His uxoriousness can be further seen in this passage that demonstrates Adam’s response to Eve’s disobedience is shown: How can I live without thee, how forgoe Thy sweet Converse and Love so dearly joyn’d To live again in these wilde Woods forlorn? Should God create another Eve, and I Another Rib afford, yet loss of thee Would never from my heart; no, no, I feel The Link of Nature draw me; Flesh of Flesh, Bone of my Bone thou art, and from thy State Mine never shall be parted, bliss or woe. (9.908-16)
These words illustrate Adam’s dread of solitariness. Unquestionably, Adam wants company. But he does not want the company of anyone, even the company of another Eve; it is this Eve he wants. The words imply protectiveness, loyalty and undoubtedly excessive devotion. Finally, Adam’s fault through uxoriousness is magnified during the confrontation between the Son and him. Milton drastically modifies the Genesis account of this arraignment.
In Genesis, Adam argues that God is the One who has given him Eve and he blames Him for his own transgression. He refuses to admit it and instead accuses Eve whom God gave to him (Miller 112). In Paradise Lost, nonetheless, Milton alters this response because he rather focuses on Adam’s uxoriousness. In his adaptation, Adam does not charge the Son of giving him Eve, but instead refers to her whom He “mad’st to be my help.”

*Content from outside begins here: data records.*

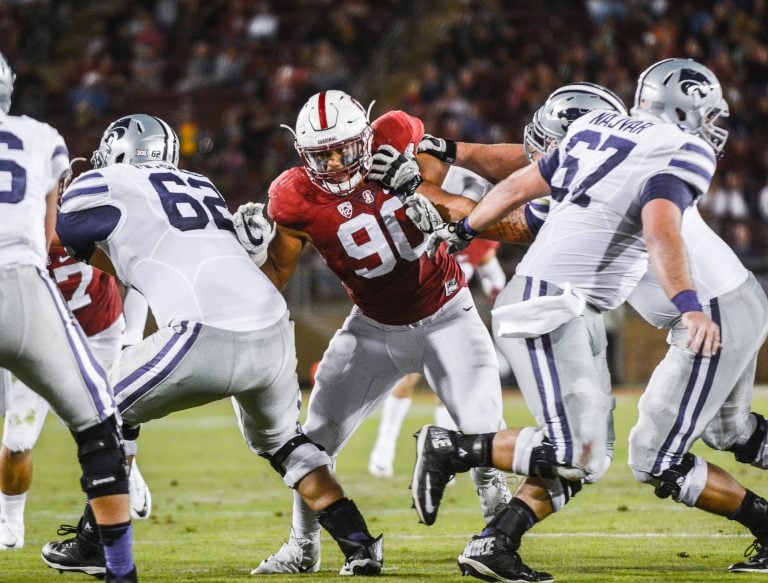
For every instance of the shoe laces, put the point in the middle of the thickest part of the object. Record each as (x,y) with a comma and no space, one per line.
(756,549)
(66,529)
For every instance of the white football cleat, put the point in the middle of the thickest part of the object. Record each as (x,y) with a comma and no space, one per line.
(11,537)
(141,497)
(298,555)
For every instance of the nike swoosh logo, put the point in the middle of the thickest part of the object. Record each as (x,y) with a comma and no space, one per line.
(252,239)
(428,506)
(55,552)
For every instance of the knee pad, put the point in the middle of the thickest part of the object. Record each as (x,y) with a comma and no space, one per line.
(297,458)
(102,458)
(684,481)
(534,454)
(755,450)
(561,491)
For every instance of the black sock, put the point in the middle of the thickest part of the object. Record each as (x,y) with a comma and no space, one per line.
(342,519)
(513,521)
(753,513)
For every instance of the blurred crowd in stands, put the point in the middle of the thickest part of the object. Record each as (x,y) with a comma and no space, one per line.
(227,73)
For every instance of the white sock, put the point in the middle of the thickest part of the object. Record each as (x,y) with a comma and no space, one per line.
(443,418)
(304,523)
(12,508)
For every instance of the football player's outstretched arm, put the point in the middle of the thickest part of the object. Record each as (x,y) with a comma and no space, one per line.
(283,255)
(508,195)
(661,231)
(493,162)
(51,210)
(452,207)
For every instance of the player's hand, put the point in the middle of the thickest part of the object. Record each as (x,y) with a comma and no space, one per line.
(703,333)
(253,230)
(452,234)
(399,172)
(442,149)
(423,213)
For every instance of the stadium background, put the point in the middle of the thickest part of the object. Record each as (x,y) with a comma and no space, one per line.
(227,73)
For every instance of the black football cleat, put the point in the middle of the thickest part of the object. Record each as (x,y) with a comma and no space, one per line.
(82,553)
(756,563)
(494,558)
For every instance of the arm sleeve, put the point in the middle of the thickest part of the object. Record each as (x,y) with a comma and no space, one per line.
(669,187)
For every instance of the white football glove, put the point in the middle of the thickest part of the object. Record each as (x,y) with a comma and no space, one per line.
(395,171)
(253,230)
(423,213)
(454,234)
(442,149)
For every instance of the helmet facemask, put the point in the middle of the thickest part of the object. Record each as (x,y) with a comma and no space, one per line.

Adam says he eats the forbidden fruit because Eve seems “so good/ So fit, so acceptable, so divine,/ That from her hand I could suspect no ill” (10.138-40). Adam practically admits his uxoriousness while attempt to defend himself. The Son’s response to Adam centers on uxoriousness as well. From the lines 145- 151 of book ten, the readers are told that Adam’s sin is uxoriousness, straight from His mouth.
The Son’s answer also tells that Adam sins because he is excessively devoted to an inferior, not to an equal. In conclusion, this writer believes that what Milton is trying to arrive at in the Fall is that Adam and Eve both transgress because they both disobey the will of God. The Fall is Disobedience. Adam and Eve both do what they have not been told to do. Eve eats the forbidden fruit, and Adam worships and inferior, not God. That perhaps is already too grave a sin for the whole mankind to be punished for eternity.
Milton’s work “Paradise Lost” can be considered the most crucial work of his time because this particular book paved the way for other writers and illustrated that rationality can be revolted against. Milton was able to show how the conventions can be broken, and his lead was followed by numerous other writers thereafter.
Bibliography Milton, J. Paradise Lost. Ed, by Richardson, D. New York: Harper Collins, 1989. Miller, Timothy C. (Ed.) The Critical Response to John Milton’s “Paradise Lost”. Greenwood Publishing Group. Westport, 1997.